Natural monopolies, services in which profit is extracted at the cost of benefit, and inelastic services which are bound to wellbeing are some examples.
So many subscription-based things in Germany are outright scams that would be criminal elsewhere.
Mobile phone contracts, internet service contracts principally among them. Two year contracts that auto renew and can only be cancelled in small windows a long time before auto-renew.
Vote with your wallet and get one that's month-by-month. There are so many of these available by now.
> Two year contracts that auto renew and can only be cancelled in small windows a long time before auto-renew.
This is not the case anymore due to an EU law. It can only renew for 1 month at a time after the 24 months now.
Japan was like that with mobile contracts until about 5-10 years ago, when the government finally put an end to it.
> and can only be cancelled in small windows a long time before auto-renew
any examples?
Parship used to do this (not sure about their current practices, this was years ago): I once had a six-month subscription that would automatically extend by a year if you didn't cancel at least three months in advance (by letter or fax!). Especially dodgy in that line of business, because if you get lucky shortly before subscription runs out, you're literally giving away a year's worth of subscription that you're not going to use at all.
Many commercial leases run in 5-year increments with 2 5 year auto-renewals and a 90-180 day window in which to exercise the opt-out of auto-renewal. That window is often not set to end coincident with the end of the lease term for obvious reasons.
My favorite trick by various German service providers is impossibility to cancel. Like literally it's impossible. You cancel, you show deregistration from current address but they say "rejected, you can still use our service at the new address". Got fuck yourself and rot in hell.
I wonder if they'll accept registration forms foreign countries, e.g. of "Herr Muller is now a resident of Timbuktu"...
Or apparently it's possible to deregister moving to a foreign country with "address unknown", but I guess it'd have to be plausible when you claim "Oh I'm going to cycle around the world for 5 years"...
“Deutsche Bahn, the fully state owned railway company, is a well liked company”.
Eh, nope. It’s a horribly mismanaged entity with permanent delays, bad service and outrageous pricing…
Sorry, I have a hard time holding back my sarcasm when writing while being annoyed, I thought the link to the 1.2 trust pilot rating gave it away.
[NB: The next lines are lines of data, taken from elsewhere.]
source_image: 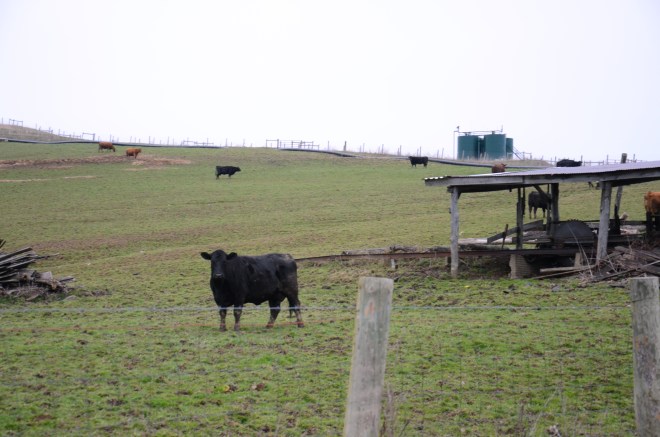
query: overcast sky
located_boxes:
[0,0,660,160]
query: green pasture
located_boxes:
[0,143,657,436]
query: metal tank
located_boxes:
[506,138,513,159]
[457,135,479,159]
[484,134,506,159]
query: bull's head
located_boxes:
[200,250,237,280]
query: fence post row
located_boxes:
[630,277,660,436]
[344,278,394,437]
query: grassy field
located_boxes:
[0,143,651,436]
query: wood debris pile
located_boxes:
[0,239,74,300]
[582,245,660,282]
As this was mostly written as anger management, the writing is pretty poor. :)
Don't worry, some of us got it. That part made me chuckle.
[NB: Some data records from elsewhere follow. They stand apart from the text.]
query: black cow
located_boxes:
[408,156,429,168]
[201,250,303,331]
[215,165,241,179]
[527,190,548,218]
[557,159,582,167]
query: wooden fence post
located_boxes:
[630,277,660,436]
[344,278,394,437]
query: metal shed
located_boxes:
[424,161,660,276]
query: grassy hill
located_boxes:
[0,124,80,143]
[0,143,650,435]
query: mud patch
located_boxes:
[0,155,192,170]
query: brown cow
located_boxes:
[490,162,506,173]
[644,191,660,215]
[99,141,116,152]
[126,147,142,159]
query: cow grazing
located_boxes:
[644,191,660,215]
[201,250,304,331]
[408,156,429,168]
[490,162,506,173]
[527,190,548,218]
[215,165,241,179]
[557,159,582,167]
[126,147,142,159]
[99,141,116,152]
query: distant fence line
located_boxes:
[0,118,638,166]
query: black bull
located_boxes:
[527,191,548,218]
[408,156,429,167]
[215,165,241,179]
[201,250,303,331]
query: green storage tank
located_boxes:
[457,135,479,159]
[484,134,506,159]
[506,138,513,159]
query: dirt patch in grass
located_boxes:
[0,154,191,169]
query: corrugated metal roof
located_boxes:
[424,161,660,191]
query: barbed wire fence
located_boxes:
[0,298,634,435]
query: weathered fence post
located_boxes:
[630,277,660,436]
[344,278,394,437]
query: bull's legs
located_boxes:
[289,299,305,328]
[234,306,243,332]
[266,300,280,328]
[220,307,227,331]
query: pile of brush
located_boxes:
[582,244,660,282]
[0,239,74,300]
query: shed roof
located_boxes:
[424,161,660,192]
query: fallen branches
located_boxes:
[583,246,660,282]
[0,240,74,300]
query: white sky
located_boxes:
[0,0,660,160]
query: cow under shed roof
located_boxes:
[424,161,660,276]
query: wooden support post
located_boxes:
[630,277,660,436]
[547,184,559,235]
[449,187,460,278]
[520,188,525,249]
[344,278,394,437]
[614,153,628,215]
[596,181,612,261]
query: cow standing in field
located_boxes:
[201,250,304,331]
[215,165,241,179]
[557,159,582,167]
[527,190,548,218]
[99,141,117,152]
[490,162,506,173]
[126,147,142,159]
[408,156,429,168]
Yes, plus the rest of the article makes it clear this link was done in sarcasm.
All is clear; I enjoyed that bit :)
>I thought the link to the 1.2 trust pilot rating gave it away.
It did. Worry not.
It wasn’t you, the sarcasm was obvious.
Germans generally don’t understand sarcasm, written or spoken.
Poe's law
how can you not get this joke and sarcasm lol
I recall I was once on a Deutsche Bahn train, it was delayed more than an hour (not that I cared I wasn't in a rush). One worker came around handing out envelopes, since everyone was entitled to a partial refund, I had to sign it, and then mail it back to them? What the fuck? Not even Hitler would've allowed this
It's an automated process nowadays if you purchase your tickets via their app. (Which in turn acts as KYC and makes it impossible to travel anonymously.)
This was fixed just a couple of years ago. (Not the delays, but at least the refund process was streamlined.)
Does a worker now hand out envelopes filled with cash?